Ia menegaskan, pro-kontra dari isu perpanjangan masa jabatan presiden baik dibahas dari sisi hukum maupun sisi politik, terasa melukai fakta nurani masyarakat yang saat ini sedang dalam kesulitan.
“Yang terlihat sangat jelas adalah masyarakat mengalami kesulitan hidup. Sampai-sampai masyarakat harus antri minyak goreng dan kondisi ini seperti masa lalu yang sangat menyakitkan perjalanan bangsa ini. Bukan kah itu yang seharusnya menjadi fokus semua negarawan bangsa ini?,” kata Eka.
Pria yang berprofesi sebagai pengacara ini mengakui, hingga saat ini pun DPD Partai Masyumi Kota Bekasi masih belum optimal dalam menyikapi permasalahan yang dihadapi masyarakat.

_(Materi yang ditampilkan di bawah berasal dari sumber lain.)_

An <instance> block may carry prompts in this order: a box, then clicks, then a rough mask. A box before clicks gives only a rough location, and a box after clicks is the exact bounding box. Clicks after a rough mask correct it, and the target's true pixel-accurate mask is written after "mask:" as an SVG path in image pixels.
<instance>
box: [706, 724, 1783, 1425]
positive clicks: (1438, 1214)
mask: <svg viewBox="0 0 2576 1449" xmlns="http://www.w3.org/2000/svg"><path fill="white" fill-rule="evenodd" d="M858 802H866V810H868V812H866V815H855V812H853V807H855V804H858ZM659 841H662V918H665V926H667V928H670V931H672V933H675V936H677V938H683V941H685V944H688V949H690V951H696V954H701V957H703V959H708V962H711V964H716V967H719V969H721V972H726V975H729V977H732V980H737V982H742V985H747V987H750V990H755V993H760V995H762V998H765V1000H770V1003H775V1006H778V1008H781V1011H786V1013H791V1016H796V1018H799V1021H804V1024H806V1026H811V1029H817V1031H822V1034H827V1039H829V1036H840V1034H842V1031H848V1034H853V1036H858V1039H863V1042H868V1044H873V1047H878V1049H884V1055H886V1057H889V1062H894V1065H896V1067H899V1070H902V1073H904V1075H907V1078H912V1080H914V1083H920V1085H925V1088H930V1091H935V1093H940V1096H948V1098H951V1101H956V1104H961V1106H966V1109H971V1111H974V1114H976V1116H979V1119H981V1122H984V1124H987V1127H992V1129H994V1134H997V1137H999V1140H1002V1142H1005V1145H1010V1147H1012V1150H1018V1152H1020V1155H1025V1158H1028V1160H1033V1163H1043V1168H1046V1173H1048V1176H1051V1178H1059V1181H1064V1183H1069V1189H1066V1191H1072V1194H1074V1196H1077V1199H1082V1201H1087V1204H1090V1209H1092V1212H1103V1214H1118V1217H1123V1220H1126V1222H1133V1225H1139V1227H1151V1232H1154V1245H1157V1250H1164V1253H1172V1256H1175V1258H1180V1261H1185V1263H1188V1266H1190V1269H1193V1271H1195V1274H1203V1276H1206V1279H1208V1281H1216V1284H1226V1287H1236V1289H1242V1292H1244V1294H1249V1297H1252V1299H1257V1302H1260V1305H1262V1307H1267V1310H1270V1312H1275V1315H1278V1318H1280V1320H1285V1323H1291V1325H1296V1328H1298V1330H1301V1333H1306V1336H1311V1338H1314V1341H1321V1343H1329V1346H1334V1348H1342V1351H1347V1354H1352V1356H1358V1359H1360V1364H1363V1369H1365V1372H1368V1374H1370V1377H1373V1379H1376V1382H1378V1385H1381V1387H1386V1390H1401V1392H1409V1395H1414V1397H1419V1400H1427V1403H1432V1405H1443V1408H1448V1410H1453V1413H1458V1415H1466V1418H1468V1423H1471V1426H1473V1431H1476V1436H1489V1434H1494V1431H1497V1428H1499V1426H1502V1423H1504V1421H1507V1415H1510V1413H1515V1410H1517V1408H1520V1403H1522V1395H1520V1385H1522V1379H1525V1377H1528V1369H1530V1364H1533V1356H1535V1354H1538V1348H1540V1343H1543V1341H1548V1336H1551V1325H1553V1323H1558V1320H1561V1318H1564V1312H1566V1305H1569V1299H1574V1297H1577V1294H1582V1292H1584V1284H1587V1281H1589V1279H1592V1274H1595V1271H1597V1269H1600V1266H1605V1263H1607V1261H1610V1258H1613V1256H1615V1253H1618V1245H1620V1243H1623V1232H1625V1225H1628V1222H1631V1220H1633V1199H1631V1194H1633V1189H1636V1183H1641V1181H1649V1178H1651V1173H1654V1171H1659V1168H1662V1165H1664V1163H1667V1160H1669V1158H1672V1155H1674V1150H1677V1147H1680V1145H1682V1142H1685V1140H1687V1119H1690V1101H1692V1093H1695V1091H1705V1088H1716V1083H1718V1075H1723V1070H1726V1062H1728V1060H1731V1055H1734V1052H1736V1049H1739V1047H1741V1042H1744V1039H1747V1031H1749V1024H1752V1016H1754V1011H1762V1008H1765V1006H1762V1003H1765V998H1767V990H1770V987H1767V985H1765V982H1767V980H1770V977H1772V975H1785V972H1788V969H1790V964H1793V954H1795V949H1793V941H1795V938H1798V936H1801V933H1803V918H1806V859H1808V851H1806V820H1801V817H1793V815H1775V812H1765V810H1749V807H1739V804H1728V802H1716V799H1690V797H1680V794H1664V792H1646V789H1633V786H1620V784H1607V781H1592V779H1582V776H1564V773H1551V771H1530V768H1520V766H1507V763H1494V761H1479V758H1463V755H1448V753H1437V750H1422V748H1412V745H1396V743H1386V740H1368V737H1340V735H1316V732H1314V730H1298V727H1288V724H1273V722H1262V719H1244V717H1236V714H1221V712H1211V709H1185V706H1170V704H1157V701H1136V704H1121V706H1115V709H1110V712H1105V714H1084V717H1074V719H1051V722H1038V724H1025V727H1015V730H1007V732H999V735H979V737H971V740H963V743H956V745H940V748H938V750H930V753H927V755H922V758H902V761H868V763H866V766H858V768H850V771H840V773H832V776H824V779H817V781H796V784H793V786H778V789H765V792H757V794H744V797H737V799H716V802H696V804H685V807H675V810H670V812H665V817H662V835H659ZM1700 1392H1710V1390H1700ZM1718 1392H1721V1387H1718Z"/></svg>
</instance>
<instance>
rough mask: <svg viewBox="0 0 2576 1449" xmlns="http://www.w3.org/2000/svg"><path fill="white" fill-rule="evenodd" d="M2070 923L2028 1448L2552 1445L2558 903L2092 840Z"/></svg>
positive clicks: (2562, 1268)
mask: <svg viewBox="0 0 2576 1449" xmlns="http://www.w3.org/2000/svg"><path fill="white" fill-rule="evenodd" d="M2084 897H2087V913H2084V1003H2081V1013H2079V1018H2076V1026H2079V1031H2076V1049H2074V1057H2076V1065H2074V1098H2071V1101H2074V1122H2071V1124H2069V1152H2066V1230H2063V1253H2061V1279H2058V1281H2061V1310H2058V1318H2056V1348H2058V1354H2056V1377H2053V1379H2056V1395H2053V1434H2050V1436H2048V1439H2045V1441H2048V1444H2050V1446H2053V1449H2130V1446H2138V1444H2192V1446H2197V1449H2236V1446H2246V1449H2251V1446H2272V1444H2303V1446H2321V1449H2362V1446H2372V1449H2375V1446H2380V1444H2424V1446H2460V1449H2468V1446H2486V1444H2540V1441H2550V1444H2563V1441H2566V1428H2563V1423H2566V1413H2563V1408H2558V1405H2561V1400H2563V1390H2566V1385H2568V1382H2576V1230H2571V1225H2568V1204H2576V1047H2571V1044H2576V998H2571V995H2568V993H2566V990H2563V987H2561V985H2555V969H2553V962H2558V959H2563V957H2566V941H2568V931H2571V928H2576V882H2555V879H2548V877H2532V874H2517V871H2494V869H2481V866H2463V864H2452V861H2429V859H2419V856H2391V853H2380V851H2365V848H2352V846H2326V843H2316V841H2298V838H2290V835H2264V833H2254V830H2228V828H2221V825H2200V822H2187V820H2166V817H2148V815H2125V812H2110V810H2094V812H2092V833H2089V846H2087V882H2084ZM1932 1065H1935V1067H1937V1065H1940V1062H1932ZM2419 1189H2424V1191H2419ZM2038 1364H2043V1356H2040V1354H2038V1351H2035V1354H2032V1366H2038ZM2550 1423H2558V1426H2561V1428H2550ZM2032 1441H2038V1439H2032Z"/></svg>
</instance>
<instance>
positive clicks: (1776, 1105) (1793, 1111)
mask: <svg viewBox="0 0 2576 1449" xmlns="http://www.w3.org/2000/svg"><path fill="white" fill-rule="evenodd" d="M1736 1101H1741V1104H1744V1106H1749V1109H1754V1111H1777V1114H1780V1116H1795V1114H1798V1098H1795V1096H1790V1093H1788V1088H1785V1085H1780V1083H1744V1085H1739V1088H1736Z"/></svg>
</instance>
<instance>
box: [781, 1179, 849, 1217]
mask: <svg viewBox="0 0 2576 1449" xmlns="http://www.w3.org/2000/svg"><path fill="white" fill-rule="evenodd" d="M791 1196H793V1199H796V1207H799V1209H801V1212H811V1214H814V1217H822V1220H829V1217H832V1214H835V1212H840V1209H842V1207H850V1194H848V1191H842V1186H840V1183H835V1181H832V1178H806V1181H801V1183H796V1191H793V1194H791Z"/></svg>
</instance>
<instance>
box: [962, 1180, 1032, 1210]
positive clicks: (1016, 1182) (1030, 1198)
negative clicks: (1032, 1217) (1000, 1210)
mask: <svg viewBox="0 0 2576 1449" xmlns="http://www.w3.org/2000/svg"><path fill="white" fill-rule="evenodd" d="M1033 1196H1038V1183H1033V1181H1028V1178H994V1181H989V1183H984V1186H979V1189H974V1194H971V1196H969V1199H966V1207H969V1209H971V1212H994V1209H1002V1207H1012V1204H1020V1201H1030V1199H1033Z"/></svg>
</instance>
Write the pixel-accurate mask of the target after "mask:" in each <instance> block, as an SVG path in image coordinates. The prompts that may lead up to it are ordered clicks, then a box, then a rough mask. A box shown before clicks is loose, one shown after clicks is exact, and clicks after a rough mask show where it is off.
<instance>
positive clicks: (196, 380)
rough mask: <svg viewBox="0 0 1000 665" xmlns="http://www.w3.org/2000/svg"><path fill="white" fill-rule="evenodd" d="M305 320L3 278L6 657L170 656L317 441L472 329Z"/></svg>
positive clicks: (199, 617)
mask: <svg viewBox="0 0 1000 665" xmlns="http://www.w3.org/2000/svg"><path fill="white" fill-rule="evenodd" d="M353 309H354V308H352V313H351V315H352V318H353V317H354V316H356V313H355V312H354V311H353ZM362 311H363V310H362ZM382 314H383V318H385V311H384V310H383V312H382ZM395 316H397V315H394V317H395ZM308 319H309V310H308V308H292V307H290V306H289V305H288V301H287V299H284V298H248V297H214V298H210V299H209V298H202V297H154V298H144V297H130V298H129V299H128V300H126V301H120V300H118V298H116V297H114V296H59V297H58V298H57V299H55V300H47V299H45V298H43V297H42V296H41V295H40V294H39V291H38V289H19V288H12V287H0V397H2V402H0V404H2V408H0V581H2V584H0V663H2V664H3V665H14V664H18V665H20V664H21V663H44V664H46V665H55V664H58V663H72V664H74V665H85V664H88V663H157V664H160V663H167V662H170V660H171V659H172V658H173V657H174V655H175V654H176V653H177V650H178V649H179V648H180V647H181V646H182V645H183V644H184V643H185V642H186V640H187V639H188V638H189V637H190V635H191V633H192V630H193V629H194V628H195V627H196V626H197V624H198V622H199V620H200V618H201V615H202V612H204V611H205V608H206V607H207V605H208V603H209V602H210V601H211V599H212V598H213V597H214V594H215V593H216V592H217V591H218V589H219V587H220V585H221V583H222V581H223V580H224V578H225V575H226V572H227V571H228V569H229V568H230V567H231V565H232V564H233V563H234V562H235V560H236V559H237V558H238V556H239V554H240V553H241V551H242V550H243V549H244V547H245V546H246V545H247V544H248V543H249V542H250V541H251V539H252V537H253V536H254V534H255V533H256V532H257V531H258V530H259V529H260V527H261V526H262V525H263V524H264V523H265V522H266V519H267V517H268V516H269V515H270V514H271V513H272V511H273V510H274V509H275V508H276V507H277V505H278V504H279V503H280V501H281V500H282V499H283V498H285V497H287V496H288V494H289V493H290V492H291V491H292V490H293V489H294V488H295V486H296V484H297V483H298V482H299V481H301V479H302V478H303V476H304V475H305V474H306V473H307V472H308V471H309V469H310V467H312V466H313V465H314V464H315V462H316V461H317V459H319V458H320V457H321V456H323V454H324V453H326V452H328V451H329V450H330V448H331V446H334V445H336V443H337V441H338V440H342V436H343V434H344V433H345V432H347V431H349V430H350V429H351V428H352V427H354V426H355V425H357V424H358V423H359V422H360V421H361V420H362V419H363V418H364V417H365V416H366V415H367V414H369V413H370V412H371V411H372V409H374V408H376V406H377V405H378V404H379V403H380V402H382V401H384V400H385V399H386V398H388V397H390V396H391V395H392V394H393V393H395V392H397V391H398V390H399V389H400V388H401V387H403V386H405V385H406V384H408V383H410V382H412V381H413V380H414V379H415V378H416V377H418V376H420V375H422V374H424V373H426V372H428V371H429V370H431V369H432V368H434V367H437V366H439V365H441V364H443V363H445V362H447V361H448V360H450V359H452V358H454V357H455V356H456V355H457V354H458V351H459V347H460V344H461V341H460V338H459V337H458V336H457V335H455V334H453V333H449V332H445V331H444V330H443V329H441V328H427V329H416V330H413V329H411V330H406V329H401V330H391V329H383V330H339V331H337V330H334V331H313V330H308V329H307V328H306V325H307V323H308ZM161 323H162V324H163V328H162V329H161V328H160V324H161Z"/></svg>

“Namun secara kontinyu DPD Partai Masyumi Kota Bekasi telah rutin berbuat membantu masyarakat kecil dengan rutin membagikan nasi gratis, kue dan makanan gratis di sejumlah wilayah Kota Bekasi,” ucapnya.
Ia menegaskan, pihaknya akan terus memperjuangkan kepentingan masyarakat dan berupaya memberdayakan masyarakat melalui berbagai inovasi yang dikelola oleh Partai Masyumi.
“Dan apabila Partai Masyumi dipercaya oleh masyarakat menjadi Partai pemenang pemilu maka sudah pasti kontribusi partai akan lebih besar lagi untuk kesejahteraan bangsa dan negara,” pungkasnya.